R-programmingHow-ToBeginner · 3 min read

How to Calculate Correlation in R: Simple Guide

In R, you calculate correlation between two numeric vectors using the cor() function. This function returns the correlation coefficient, which measures the strength and direction of a linear relationship between variables.

📐

Syntax

The basic syntax to calculate correlation in R is:

cor(x, y, method = "pearson")

Where:

x and y are numeric vectors or columns.
method specifies the correlation type: "pearson" (default), "spearman", or "kendall".

cor(x, y, method = "pearson")

💻

Example

This example shows how to calculate the Pearson correlation between two numeric vectors a and b.

a <- c(1, 2, 3, 4, 5)
b <- c(2, 4, 6, 8, 10)
correlation <- cor(a, b)
print(correlation)

Output

[1] 1

⚠️

Common Pitfalls

Common mistakes when calculating correlation in R include:

Passing non-numeric data, which causes errors.
Ignoring missing values (NA), which can result in NA output.
Using the wrong method for your data type.

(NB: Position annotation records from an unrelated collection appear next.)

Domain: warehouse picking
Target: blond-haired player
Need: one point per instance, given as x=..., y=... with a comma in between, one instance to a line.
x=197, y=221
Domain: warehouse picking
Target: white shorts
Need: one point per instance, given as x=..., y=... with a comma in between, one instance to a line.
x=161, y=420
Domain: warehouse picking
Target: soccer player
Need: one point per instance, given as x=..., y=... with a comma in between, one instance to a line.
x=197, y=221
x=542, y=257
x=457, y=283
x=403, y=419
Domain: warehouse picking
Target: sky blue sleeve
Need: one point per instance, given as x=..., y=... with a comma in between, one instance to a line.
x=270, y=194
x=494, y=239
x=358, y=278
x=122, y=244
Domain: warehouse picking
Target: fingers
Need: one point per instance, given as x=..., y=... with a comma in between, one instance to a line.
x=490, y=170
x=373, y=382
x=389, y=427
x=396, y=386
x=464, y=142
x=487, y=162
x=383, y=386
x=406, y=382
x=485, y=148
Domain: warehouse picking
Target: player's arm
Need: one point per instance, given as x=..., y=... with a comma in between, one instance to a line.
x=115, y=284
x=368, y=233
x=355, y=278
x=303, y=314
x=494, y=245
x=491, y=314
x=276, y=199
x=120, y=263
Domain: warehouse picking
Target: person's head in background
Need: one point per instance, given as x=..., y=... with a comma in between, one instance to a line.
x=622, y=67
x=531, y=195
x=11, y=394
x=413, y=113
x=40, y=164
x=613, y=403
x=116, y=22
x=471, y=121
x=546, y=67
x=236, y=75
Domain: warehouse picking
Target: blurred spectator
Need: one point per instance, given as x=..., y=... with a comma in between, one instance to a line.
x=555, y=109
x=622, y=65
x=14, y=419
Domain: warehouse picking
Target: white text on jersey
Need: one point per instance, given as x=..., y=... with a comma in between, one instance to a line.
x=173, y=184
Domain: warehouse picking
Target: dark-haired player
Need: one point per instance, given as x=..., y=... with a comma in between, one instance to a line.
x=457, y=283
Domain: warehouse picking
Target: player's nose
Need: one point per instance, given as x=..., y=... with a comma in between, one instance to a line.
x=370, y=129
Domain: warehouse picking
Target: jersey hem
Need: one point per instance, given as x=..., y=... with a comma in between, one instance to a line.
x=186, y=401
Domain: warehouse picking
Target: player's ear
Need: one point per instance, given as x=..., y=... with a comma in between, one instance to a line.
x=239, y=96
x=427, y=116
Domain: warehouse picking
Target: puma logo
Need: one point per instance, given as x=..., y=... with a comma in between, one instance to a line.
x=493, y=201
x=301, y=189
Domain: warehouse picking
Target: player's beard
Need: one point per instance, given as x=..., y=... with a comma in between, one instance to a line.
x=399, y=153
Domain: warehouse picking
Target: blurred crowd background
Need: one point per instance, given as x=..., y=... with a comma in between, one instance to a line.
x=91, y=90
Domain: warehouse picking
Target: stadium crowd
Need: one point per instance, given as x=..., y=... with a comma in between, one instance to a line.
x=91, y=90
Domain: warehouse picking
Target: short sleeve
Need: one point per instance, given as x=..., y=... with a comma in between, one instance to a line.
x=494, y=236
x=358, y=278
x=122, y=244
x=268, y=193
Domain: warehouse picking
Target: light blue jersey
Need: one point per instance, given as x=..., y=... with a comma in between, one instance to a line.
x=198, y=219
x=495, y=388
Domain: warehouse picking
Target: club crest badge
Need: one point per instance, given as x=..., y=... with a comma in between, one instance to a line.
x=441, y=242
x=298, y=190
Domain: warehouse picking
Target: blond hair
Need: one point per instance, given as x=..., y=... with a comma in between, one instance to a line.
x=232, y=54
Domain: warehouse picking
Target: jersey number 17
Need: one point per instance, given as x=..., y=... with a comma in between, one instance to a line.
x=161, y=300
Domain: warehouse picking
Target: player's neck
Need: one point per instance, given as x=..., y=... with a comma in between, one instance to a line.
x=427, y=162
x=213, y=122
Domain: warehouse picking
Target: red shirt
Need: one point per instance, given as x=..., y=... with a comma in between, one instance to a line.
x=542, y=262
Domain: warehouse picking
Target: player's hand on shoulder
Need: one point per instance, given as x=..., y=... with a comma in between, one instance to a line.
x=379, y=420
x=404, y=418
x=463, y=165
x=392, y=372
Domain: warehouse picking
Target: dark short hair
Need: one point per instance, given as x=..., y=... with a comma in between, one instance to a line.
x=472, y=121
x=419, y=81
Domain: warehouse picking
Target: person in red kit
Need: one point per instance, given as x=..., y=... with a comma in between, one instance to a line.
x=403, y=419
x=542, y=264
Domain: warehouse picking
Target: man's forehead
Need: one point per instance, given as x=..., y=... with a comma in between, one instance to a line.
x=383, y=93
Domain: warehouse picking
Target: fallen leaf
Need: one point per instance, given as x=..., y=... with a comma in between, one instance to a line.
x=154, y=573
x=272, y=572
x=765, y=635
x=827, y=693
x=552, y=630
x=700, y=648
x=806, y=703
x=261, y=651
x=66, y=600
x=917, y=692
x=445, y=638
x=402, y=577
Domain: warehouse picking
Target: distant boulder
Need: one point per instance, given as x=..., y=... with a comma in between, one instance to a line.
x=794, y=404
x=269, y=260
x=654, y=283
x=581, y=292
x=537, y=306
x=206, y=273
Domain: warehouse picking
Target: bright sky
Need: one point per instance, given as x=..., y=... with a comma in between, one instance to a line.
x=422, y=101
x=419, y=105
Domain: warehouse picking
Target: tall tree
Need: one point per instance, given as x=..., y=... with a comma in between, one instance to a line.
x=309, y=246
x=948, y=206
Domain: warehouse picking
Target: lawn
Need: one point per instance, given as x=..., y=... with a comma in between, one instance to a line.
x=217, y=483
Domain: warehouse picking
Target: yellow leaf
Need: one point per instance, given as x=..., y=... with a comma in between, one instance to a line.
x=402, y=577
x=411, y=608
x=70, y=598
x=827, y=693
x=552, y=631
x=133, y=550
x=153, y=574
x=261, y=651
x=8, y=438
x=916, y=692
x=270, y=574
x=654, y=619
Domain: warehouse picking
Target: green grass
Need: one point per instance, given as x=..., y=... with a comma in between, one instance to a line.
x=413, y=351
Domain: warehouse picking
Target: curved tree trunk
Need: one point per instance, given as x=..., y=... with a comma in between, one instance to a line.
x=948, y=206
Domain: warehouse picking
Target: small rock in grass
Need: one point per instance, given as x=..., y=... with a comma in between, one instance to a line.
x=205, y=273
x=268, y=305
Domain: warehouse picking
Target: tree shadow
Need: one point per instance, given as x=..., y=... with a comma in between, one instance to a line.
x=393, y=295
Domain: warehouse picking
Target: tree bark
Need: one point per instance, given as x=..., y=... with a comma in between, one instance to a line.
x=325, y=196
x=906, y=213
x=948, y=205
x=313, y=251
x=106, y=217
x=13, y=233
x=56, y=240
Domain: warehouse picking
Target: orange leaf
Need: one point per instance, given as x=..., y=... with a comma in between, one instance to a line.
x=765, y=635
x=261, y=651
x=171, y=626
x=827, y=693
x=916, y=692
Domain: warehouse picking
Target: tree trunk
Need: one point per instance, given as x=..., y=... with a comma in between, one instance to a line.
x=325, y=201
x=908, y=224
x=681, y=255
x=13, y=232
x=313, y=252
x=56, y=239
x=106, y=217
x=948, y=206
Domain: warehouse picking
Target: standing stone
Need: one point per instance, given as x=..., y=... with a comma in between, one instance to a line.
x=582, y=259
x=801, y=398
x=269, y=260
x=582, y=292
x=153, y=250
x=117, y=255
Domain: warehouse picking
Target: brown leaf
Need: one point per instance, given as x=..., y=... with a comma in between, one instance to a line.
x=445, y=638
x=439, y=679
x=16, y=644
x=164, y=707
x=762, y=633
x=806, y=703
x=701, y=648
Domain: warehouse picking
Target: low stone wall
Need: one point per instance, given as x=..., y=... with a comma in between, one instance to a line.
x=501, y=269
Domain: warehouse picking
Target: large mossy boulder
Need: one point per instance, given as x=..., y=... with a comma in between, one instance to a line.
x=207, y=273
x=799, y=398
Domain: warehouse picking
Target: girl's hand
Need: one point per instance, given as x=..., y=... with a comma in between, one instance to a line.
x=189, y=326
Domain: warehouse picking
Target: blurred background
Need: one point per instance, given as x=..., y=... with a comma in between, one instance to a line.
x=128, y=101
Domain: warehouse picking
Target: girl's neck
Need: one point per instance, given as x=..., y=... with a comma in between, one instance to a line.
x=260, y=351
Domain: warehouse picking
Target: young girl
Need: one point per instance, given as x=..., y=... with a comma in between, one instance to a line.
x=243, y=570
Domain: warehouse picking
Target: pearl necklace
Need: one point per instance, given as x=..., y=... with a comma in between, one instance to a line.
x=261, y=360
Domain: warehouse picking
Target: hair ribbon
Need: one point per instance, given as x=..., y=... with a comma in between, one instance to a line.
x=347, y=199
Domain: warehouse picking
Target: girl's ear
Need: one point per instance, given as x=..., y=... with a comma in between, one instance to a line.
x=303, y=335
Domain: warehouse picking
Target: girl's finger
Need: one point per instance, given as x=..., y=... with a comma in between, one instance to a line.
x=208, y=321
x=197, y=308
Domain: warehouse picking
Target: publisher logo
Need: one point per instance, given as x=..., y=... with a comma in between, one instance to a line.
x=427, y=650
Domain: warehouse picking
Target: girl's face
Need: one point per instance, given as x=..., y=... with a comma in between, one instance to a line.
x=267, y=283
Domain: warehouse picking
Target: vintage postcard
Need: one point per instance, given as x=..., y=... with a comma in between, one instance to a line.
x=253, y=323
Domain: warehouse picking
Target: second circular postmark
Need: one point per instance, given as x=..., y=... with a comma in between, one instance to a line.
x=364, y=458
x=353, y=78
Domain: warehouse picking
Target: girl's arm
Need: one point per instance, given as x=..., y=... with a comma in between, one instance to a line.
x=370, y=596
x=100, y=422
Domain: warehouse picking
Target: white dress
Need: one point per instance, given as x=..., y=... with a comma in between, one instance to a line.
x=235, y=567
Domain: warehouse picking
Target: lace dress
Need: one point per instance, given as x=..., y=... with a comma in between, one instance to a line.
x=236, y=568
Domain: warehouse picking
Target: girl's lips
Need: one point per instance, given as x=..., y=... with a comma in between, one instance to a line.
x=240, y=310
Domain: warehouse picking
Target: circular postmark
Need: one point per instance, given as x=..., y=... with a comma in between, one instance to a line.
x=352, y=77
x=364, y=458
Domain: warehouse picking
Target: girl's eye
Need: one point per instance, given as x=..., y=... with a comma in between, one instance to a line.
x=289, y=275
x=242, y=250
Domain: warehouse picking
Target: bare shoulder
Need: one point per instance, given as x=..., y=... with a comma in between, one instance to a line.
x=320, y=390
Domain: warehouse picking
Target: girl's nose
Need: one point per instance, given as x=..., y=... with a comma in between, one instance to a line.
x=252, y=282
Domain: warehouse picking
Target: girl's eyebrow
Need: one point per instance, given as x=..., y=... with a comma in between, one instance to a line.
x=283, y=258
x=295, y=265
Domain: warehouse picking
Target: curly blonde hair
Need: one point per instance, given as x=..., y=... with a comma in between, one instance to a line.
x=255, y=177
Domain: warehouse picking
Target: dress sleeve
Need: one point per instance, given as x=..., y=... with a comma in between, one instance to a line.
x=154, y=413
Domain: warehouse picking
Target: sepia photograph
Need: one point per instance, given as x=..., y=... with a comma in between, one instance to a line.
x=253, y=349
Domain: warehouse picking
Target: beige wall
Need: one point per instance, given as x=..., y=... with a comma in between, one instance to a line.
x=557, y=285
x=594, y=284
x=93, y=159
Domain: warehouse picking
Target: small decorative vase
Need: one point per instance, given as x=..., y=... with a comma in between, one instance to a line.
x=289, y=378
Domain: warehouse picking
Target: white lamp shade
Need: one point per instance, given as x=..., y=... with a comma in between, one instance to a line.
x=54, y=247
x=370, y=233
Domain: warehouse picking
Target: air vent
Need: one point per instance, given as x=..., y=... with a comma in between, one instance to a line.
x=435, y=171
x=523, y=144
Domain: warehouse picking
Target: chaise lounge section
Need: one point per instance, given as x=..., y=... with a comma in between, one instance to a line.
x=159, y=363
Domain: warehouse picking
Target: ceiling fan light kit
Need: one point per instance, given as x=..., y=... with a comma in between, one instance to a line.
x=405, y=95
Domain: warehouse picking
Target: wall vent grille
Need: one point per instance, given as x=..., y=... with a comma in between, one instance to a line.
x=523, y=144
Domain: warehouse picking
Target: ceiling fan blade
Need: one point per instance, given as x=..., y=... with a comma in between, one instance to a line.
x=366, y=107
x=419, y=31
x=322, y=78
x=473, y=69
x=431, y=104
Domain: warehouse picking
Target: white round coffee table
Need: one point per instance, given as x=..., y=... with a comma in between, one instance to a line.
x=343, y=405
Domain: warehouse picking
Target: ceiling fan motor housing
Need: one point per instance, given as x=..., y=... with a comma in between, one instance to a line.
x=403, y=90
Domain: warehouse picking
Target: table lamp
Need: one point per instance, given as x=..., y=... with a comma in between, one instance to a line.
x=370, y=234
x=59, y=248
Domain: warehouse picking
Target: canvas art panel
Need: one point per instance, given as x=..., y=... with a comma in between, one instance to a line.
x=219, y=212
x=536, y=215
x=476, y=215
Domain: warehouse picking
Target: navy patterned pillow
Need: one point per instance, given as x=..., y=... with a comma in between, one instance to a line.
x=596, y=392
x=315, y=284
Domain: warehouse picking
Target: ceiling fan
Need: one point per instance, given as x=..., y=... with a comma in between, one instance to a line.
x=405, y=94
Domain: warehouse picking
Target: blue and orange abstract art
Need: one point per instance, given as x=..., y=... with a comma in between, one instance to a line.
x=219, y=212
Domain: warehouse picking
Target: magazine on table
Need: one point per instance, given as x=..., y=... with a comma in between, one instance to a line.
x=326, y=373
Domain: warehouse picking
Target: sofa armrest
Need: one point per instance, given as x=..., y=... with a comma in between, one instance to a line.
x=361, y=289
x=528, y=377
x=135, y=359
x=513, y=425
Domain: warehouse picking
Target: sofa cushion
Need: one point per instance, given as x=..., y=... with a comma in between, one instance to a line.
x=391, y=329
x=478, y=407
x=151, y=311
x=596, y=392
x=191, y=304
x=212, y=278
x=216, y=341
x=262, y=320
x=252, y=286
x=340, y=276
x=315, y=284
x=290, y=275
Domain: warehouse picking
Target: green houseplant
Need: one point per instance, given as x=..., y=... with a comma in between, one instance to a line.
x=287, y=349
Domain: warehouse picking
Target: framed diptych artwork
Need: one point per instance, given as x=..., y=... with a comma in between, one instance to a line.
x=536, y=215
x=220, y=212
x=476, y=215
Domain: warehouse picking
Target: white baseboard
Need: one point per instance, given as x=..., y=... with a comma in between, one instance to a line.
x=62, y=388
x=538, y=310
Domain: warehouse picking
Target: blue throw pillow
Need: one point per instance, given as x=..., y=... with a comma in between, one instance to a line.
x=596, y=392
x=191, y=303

To handle missing values, use the use argument like use = "complete.obs" to ignore pairs with missing data.

x <- c(1, 2, NA, 4)
y <- c(2, 4, 6, NA)

# Wrong: returns NA because of missing values
cor(x, y)

# Right: ignore missing pairs
cor(x, y, use = "complete.obs")

Output

[1] NA [1] 1

📊

Quick Reference

Argument	Description
x, y	Numeric vectors or columns to compare
method	"pearson" (default), "spearman", or "kendall" correlation type
use	How to handle missing values: "everything", "all.obs", "complete.obs", "pairwise.complete.obs"

✅

Key Takeaways

Use the cor() function to calculate correlation between numeric vectors in R.

Choose the correlation method based on your data: Pearson for linear, Spearman or Kendall for rank-based.

Handle missing values with the use argument to avoid NA results.

Input data must be numeric; non-numeric inputs cause errors.

cor() returns a value between -1 and 1 indicating strength and direction of correlation.